On aura l'occasion d'en reparler abondamment lors de la présentation de leurs longs métrages, prévue pour le milieu des festivités. Sans oublier la présence de François Jaros, dont le court Oh What a Wonderful Feeling est en compétition à La semaine de la critique et l'actrice Sophie Nélisse, qui accompagne Mean Dreams du Canadien Nathan Morlando à la Quinzaine.

Sur papier, la sélection de cette 69e édition est très forte, mélange de vieux routiers (Loach, Verhoeven), d'abonnés (les Dardenne, Jarmusch, Almodóvar) et d'étoiles montantes (Refn, Guiraudie, Nichols). Mais ce qui a surtout retenu l'attention, cette année, c'est la sécurité, attentats de Paris et de Bruxelles obligent.

Les autorités ont, pour la première fois, simulé une attaque terroriste avec de (fausses) explosions d'autos, une intrusion armée sur le tapis rouge et de multiples coups de feu. Le tout largement diffusé sur vidéo. Le but était de rassurer les milliers de festivaliers, professionnels et membres de l'industrie et d'envoyer un message à d'éventuelles têtes brûlées sur le degré de préparation des forces constabulaires. C'est raté: la simulation était tellement réussie, digne de Hollywood, qu'elle a apeuré bien du monde.

Honnêtement, j'essaie de ne pas trop y penser. Il faut continuer à vivre. Et fréquenter les lieux de création. C'est la meilleure forme de résistance qui soit.

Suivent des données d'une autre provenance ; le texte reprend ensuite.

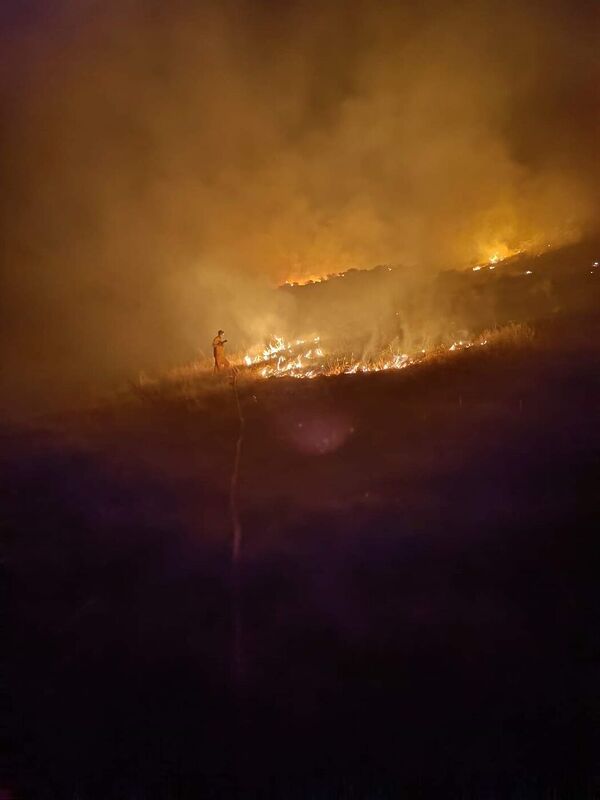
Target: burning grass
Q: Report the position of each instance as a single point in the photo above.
(195, 384)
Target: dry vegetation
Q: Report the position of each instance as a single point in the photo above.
(196, 386)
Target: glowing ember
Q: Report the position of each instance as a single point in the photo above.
(306, 358)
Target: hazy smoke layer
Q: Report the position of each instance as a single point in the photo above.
(164, 164)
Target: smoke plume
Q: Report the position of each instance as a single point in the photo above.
(165, 165)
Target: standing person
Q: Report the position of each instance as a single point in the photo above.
(221, 361)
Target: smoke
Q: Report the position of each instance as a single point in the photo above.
(165, 165)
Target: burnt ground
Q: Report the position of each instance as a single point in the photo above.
(419, 592)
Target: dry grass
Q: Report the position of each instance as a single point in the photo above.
(195, 386)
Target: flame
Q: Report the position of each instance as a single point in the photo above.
(306, 358)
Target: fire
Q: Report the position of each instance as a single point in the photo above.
(306, 358)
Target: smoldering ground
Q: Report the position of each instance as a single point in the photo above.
(164, 166)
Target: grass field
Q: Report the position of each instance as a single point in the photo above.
(419, 603)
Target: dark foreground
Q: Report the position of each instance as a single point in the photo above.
(419, 602)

Couvrir le Festival de Cannes pour vous est un immense privilège (même si l'énergie contagieuse de mes trois tornades et la présence de ma douce ingénue vont me manquer). La moindre des choses est d'essayer de vous traduire son atmosphère particulière, vous en faire vivre les palpitations et émotions fortes, du 11 au 22 mai. Je vous en reparle dès mon arrivée.